BMW Run Flat Tires Test
John Goreham's picture

We put BMW run-flat tires to the test and give them a thumbs-down

Run-Flat tires are standard on most BMWs. Why we think you should avoid them, and a selection of other opinions on the subject.

We recently had an unplanned opportunity to put run flat tires to the test. Our impromptu test vehicle was a 2013 BMW X3 xDrive 28i crossover. During a Sunday trip to a park we had a puncture that gave us the chance to see how a run flat preforms while driving deflated, as well as explore the repair/replacement options and see how they might compare to other road hazard management options like a full size spare or temporary spare. We learned quite a bit from the experience and hope you find this information helpful if you’re considering a vehicle with run-flat tires.

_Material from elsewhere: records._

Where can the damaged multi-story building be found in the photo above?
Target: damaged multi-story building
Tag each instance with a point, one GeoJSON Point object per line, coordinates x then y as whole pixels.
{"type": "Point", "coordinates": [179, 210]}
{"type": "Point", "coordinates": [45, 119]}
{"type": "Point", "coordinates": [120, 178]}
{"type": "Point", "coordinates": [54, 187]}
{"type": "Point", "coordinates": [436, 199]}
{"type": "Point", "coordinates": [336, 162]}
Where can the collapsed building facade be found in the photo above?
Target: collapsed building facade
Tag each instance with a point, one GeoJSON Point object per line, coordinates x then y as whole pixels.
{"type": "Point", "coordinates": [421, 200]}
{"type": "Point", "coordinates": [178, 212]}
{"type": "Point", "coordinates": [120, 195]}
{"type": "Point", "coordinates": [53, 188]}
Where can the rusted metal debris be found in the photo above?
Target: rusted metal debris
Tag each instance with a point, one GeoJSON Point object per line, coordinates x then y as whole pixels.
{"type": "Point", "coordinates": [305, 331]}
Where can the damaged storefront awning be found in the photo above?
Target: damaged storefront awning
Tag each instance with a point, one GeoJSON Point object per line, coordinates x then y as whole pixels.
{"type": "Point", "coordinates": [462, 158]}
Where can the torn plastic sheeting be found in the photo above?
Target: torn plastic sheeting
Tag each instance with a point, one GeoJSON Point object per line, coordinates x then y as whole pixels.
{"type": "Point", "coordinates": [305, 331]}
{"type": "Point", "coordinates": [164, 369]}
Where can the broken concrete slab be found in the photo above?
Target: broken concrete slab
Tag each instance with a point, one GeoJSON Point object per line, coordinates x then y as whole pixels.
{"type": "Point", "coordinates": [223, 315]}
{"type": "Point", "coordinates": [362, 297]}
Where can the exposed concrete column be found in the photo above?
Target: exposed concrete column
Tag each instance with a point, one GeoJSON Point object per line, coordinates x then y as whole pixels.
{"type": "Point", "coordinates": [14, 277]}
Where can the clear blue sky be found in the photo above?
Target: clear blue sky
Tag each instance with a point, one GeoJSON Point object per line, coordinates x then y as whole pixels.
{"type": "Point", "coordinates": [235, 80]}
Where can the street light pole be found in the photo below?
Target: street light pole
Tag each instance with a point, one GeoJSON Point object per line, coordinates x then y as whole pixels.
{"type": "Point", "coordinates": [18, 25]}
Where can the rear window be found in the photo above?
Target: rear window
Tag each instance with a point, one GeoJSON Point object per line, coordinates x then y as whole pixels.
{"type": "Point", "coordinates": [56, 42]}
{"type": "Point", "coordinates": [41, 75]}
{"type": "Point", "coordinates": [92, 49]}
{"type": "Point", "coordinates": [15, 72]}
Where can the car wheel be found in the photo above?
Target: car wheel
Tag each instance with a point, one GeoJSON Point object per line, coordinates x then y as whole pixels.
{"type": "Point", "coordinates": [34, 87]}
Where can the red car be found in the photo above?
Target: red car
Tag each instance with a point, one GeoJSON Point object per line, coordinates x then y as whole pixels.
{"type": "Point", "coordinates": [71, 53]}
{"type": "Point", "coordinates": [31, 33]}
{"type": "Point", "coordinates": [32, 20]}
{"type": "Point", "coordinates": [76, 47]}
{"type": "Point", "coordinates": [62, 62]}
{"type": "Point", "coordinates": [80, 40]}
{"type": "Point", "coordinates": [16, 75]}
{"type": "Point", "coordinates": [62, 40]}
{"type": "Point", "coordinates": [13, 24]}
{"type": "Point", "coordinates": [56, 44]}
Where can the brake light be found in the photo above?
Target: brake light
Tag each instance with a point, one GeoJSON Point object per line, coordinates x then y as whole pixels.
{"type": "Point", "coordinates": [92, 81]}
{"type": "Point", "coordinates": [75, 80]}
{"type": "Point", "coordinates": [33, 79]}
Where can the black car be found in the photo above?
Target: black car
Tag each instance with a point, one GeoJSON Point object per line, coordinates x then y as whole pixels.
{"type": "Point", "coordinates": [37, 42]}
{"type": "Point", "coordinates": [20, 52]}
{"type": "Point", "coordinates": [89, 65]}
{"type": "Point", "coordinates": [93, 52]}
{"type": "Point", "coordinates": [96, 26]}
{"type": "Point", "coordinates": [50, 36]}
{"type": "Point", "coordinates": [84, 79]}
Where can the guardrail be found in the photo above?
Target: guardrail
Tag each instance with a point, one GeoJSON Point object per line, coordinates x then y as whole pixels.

We first noticed the flat when we re-entered the vehicle because the car told us the front left tire was low via the information screen. A system like this is now government-mandated on all modern cars. Hoping it was just low, and not completely flat, we looked at it closely and could see it was definitely flat. Moving the car slowly with the window down resulted in the crunchy sound of a flat tire and the feeling was noticeably wiggly and sloppy. The sound was so much of a concern we opted to call BMW via the car’s SOS button. After reading, re-reading, and then re-reading the VIN about 6 times to the BMW representative after they already knew us from our name and model number, not to mention the account we called from (frustrating), the person at the other end told us to ignore the sounds and feelings and drive it under 50 miles, and under 50 miles per hour, to wherever we wanted to go. She said as long as we didn’t smell burning rubber not to worry. Off we went.

Run flat tires work by using a much more robust sidewall construction. The stiffer sidewall is able to support the uninflated tire temporarily. However, driving on the tire without air pressure destroys it. In their marketing, makers of run flats try to compare older tire technology to their new, lower-profile tires with the stiffened sidewalls, and claim some safety benefits. We are skeptical. Blow-outs and complete tire failures on new, lower-profile, modern tires (not run-flats) are extremely rare.

Update - Read What J.D. Power and Associates found out about Run Flat Customer Satisfaction and replacement frequency - Added March 27, 2015

My passenger input a Nav course home (14 miles) that did not use freeways. The excellent BMW Nav system made this pretty easy to do, although we did have to wait a few minutes while it would only display a warning message about the tire. As we drove, my passenger also called the BMW dealership the car is serviced at. To its credit the dealership did answer, but since it was Sunday, they could not help us in any way. Take note of that. Next, my passenger looked up the local tire place she services her Honda Fit. It was also closed. We looked for a third place along our route home, also closed. Our plan became, “let’s get it home and then deal with the issue Monday morning.”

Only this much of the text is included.